Gwennap Pit, tucked away in the quiet lanes between Redruth and the former mining villages of Carharrack and St Day, is a trim and neatly circular grassy ampitheatre. It wasn’t always so. It took on its present form in 1807, when local Methodists reconstructed it as their own outdoor cathedral. Before then, the site was a chaotic cavity, a large disorderly pit squeezed between stony mine burrows and smoking engine houses, through which the lane from Redruth to Carharrack meandered.
However, this chasm provided a perfect location in which to address large crowds. And this is what John Wesley began to do in the later eighteenth century. Wesley made his first journey to Cornwall in 1743. He then visited Cornwall almost annually until his death in 1791, making his last visit to the Pit in 1789. His simple message of salvation through faith struck an immediate chord among a population seeking consolation in a world that was rapidly changing. The growth of copper mines, the prosperity of which flowed from anonymous and unpredictable price movements, added new uncertainties to the more familiar foes of weather and disease. People increasingly dependent on the mine for their wages sought spiritual solace in Wesley’s preaching.
In England, Methodism grew slowly in the late eighteenth and early nineteenth century through the teaching of devoted converts to small groups in barns and houses. In contrast, in Cornwall Methodism grew in sudden spurts of excitable revivalism. These usually involved emotional outdoor mass meetings, accompanied by histrionic moanings and hot fanaticism. Gwennap Pit, now so calm and orderly, is in fact a monument to that earthier, more basic, more public and primitive Methodism in Cornwall – appealing to passion as much as reason.

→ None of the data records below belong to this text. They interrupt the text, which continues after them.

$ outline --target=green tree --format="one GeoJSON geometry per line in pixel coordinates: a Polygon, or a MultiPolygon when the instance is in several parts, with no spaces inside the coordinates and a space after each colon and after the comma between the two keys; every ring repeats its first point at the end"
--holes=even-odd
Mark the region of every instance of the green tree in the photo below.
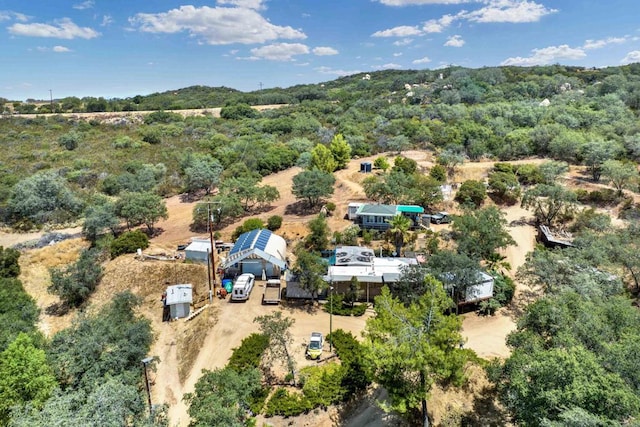
{"type": "Polygon", "coordinates": [[[560,185],[539,184],[522,197],[522,207],[533,209],[536,221],[548,226],[571,216],[576,202],[575,193],[560,185]]]}
{"type": "Polygon", "coordinates": [[[58,144],[60,144],[61,146],[63,146],[69,151],[73,151],[76,148],[78,148],[78,144],[81,141],[82,141],[82,134],[73,130],[71,132],[65,133],[64,135],[60,135],[60,137],[58,138],[58,144]]]}
{"type": "Polygon", "coordinates": [[[295,319],[283,317],[281,311],[276,311],[273,314],[258,316],[253,321],[260,325],[260,332],[269,339],[265,366],[272,366],[284,360],[295,384],[296,361],[290,350],[293,343],[290,328],[295,323],[295,319]]]}
{"type": "Polygon", "coordinates": [[[404,135],[396,135],[387,140],[386,146],[390,151],[394,151],[400,155],[407,148],[411,147],[411,141],[404,135]]]}
{"type": "Polygon", "coordinates": [[[34,334],[39,310],[35,301],[15,278],[0,277],[0,351],[20,333],[34,334]]]}
{"type": "Polygon", "coordinates": [[[82,203],[55,172],[40,172],[19,181],[7,207],[14,221],[29,219],[36,223],[60,223],[82,211],[82,203]]]}
{"type": "Polygon", "coordinates": [[[130,292],[117,294],[94,315],[80,316],[53,336],[47,352],[63,390],[91,393],[108,377],[139,385],[140,361],[153,341],[149,320],[138,314],[140,302],[130,292]]]}
{"type": "Polygon", "coordinates": [[[154,193],[125,193],[116,203],[116,214],[127,222],[127,228],[144,224],[149,233],[160,219],[167,219],[167,205],[154,193]]]}
{"type": "Polygon", "coordinates": [[[490,260],[498,249],[515,245],[506,229],[505,214],[495,206],[465,211],[451,226],[458,252],[474,259],[490,260]]]}
{"type": "Polygon", "coordinates": [[[311,300],[318,298],[318,294],[327,287],[322,276],[327,272],[327,266],[318,255],[307,250],[296,251],[296,262],[292,272],[300,287],[311,294],[311,300]]]}
{"type": "Polygon", "coordinates": [[[551,160],[541,164],[538,167],[538,171],[542,175],[545,184],[553,185],[560,176],[569,171],[569,165],[566,162],[551,160]]]}
{"type": "Polygon", "coordinates": [[[447,169],[442,165],[433,165],[429,169],[429,176],[439,183],[447,182],[447,169]]]}
{"type": "Polygon", "coordinates": [[[311,150],[310,169],[318,169],[326,173],[333,173],[338,167],[338,162],[333,158],[333,153],[323,144],[317,144],[311,150]]]}
{"type": "Polygon", "coordinates": [[[437,164],[447,169],[449,178],[453,178],[456,168],[464,163],[464,156],[454,150],[444,150],[436,157],[437,164]]]}
{"type": "Polygon", "coordinates": [[[603,163],[614,158],[618,151],[619,147],[612,141],[595,140],[582,146],[582,159],[594,181],[600,181],[603,163]]]}
{"type": "Polygon", "coordinates": [[[20,251],[0,246],[0,278],[12,279],[20,275],[20,251]]]}
{"type": "Polygon", "coordinates": [[[56,386],[44,350],[20,334],[0,353],[0,422],[7,425],[11,408],[31,403],[42,407],[56,386]]]}
{"type": "Polygon", "coordinates": [[[387,169],[391,167],[391,165],[389,164],[389,160],[387,160],[386,157],[379,156],[376,157],[376,159],[373,161],[373,167],[382,169],[382,172],[386,172],[387,169]]]}
{"type": "Polygon", "coordinates": [[[245,426],[251,395],[259,388],[260,372],[256,368],[242,372],[228,367],[204,370],[195,391],[184,397],[189,405],[189,426],[245,426]]]}
{"type": "Polygon", "coordinates": [[[367,320],[365,342],[374,380],[389,393],[389,406],[401,414],[420,411],[429,426],[427,398],[434,384],[460,385],[464,380],[461,320],[444,314],[451,302],[442,285],[425,279],[428,291],[409,306],[384,287],[376,297],[376,315],[367,320]]]}
{"type": "Polygon", "coordinates": [[[411,219],[404,215],[396,215],[389,220],[389,233],[393,236],[397,256],[402,254],[402,246],[409,236],[411,225],[411,219]]]}
{"type": "Polygon", "coordinates": [[[487,189],[480,181],[467,180],[460,185],[455,201],[461,205],[480,207],[487,198],[487,189]]]}
{"type": "Polygon", "coordinates": [[[305,199],[309,207],[317,206],[320,201],[333,194],[336,178],[332,173],[319,169],[304,170],[293,177],[291,192],[297,199],[305,199]]]}
{"type": "Polygon", "coordinates": [[[342,134],[337,134],[329,144],[329,150],[336,161],[336,169],[344,169],[351,160],[351,146],[344,139],[342,134]]]}
{"type": "Polygon", "coordinates": [[[65,304],[80,306],[100,283],[101,256],[98,249],[85,249],[75,263],[64,269],[51,269],[51,285],[47,291],[59,296],[65,304]]]}
{"type": "Polygon", "coordinates": [[[638,169],[631,162],[607,160],[602,165],[602,175],[618,190],[618,194],[622,194],[625,188],[629,188],[638,180],[638,169]]]}
{"type": "Polygon", "coordinates": [[[222,165],[213,157],[200,156],[191,161],[184,169],[184,174],[188,192],[204,190],[209,194],[220,182],[222,165]]]}
{"type": "Polygon", "coordinates": [[[329,246],[329,224],[323,214],[319,214],[307,224],[309,234],[304,239],[304,246],[312,251],[323,251],[329,246]]]}
{"type": "MultiPolygon", "coordinates": [[[[277,200],[280,197],[277,189],[269,185],[260,186],[260,180],[260,176],[253,174],[226,178],[222,183],[220,196],[236,198],[245,211],[251,210],[257,203],[277,200]]],[[[214,198],[218,199],[219,197],[214,198]]]]}
{"type": "Polygon", "coordinates": [[[496,202],[514,204],[520,199],[520,183],[513,172],[491,172],[488,188],[496,202]]]}
{"type": "Polygon", "coordinates": [[[82,235],[95,244],[96,240],[107,230],[115,236],[119,226],[120,220],[116,215],[116,205],[105,200],[100,204],[89,206],[85,210],[82,235]]]}

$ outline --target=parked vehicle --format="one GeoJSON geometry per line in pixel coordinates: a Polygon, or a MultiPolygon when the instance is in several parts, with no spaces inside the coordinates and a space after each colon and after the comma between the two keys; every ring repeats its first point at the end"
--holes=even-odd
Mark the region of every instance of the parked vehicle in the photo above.
{"type": "Polygon", "coordinates": [[[431,215],[432,224],[448,224],[451,222],[451,217],[447,212],[438,212],[431,215]]]}
{"type": "Polygon", "coordinates": [[[307,345],[307,351],[305,356],[309,359],[319,359],[322,356],[322,347],[324,346],[324,340],[320,332],[311,332],[311,339],[307,345]]]}
{"type": "Polygon", "coordinates": [[[251,295],[253,290],[253,284],[256,281],[256,276],[251,273],[244,273],[236,278],[236,282],[233,284],[233,290],[231,292],[231,301],[246,301],[251,295]]]}
{"type": "Polygon", "coordinates": [[[280,279],[269,279],[264,284],[262,305],[280,303],[280,279]]]}

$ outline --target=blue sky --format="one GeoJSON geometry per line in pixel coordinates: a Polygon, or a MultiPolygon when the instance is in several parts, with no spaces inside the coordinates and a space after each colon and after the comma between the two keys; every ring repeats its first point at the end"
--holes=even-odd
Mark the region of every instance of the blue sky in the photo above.
{"type": "Polygon", "coordinates": [[[640,62],[638,0],[0,0],[0,97],[640,62]]]}

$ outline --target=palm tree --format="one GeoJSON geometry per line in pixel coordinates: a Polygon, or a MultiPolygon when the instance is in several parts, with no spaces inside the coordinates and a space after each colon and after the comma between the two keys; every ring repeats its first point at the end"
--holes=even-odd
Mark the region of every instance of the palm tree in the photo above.
{"type": "Polygon", "coordinates": [[[396,254],[400,256],[404,241],[409,235],[411,228],[411,219],[404,215],[396,215],[389,220],[389,233],[393,236],[393,244],[396,247],[396,254]]]}

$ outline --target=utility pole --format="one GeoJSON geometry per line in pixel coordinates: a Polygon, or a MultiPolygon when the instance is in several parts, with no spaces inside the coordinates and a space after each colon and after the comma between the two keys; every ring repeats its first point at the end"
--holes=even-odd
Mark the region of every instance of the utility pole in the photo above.
{"type": "MultiPolygon", "coordinates": [[[[209,261],[211,261],[211,273],[213,277],[213,290],[211,290],[211,286],[209,286],[209,294],[214,295],[216,293],[216,242],[213,240],[213,212],[211,210],[211,205],[220,204],[220,202],[201,203],[207,205],[207,231],[209,232],[209,241],[211,242],[211,258],[207,257],[207,264],[209,263],[209,261]]],[[[218,208],[217,211],[218,215],[220,215],[220,208],[218,208]]]]}

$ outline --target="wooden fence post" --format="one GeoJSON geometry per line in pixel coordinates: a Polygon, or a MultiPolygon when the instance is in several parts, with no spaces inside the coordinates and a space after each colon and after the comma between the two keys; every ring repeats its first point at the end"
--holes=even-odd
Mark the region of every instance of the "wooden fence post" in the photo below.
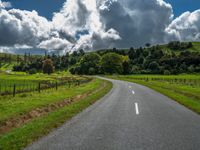
{"type": "Polygon", "coordinates": [[[38,84],[38,92],[40,93],[40,82],[39,82],[39,84],[38,84]]]}
{"type": "Polygon", "coordinates": [[[56,91],[58,90],[58,82],[56,82],[56,91]]]}
{"type": "Polygon", "coordinates": [[[16,94],[16,85],[14,84],[14,86],[13,86],[13,97],[15,97],[15,94],[16,94]]]}

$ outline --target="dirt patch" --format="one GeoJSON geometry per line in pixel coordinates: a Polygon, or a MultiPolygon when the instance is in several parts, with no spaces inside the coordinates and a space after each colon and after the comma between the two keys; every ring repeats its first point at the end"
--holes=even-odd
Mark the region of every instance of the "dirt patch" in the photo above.
{"type": "Polygon", "coordinates": [[[102,90],[105,86],[106,86],[106,83],[103,82],[103,85],[100,88],[96,89],[95,91],[89,91],[84,94],[77,95],[75,97],[72,97],[70,99],[67,99],[67,100],[64,100],[61,102],[49,104],[42,108],[36,108],[24,115],[21,115],[19,117],[15,117],[15,118],[10,118],[7,121],[1,122],[0,135],[9,132],[13,128],[18,128],[18,127],[22,126],[23,124],[30,122],[34,118],[38,118],[38,117],[47,115],[48,113],[53,112],[57,109],[63,108],[67,105],[70,105],[73,102],[80,101],[80,100],[86,98],[87,96],[92,95],[92,94],[102,90]]]}

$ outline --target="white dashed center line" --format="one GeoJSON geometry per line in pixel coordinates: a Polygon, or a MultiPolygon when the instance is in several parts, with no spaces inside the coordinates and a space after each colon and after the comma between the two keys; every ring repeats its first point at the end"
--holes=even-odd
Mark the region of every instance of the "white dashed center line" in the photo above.
{"type": "Polygon", "coordinates": [[[135,112],[136,115],[139,115],[138,103],[135,103],[135,112]]]}
{"type": "Polygon", "coordinates": [[[134,94],[135,94],[135,91],[132,90],[132,94],[134,95],[134,94]]]}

My grandmother and great grandparents, from Manchester, were primitive methodists. My great grandmother (Effie, who I only recall having met once in the 1970s) worked in the cotton mills. Despite ten hours days she took an evening course in needlework and later married a man of similar aspiration, Thomas Wolstenholme (who grew up in a mining family – many of his direct relatives,uncles etc, were killed in mine accidents and I understand all too well why he wanted out). In time they became wealthy people, at least for some of the time.
Thomas and Effie were the parents of my gran, of course, and also Kenneth Wolstenholme (football commentator – they think its all over). I don’t associate them with fervency at all, but rather measured, careful, quiet lives. Effie spent much of her life creating support in Manchester for primitive methodism (and then methodism when primitive methodism closed down). Primitive methodism especially was open to women as preachers and very important to the incredibly poor working class in the C19.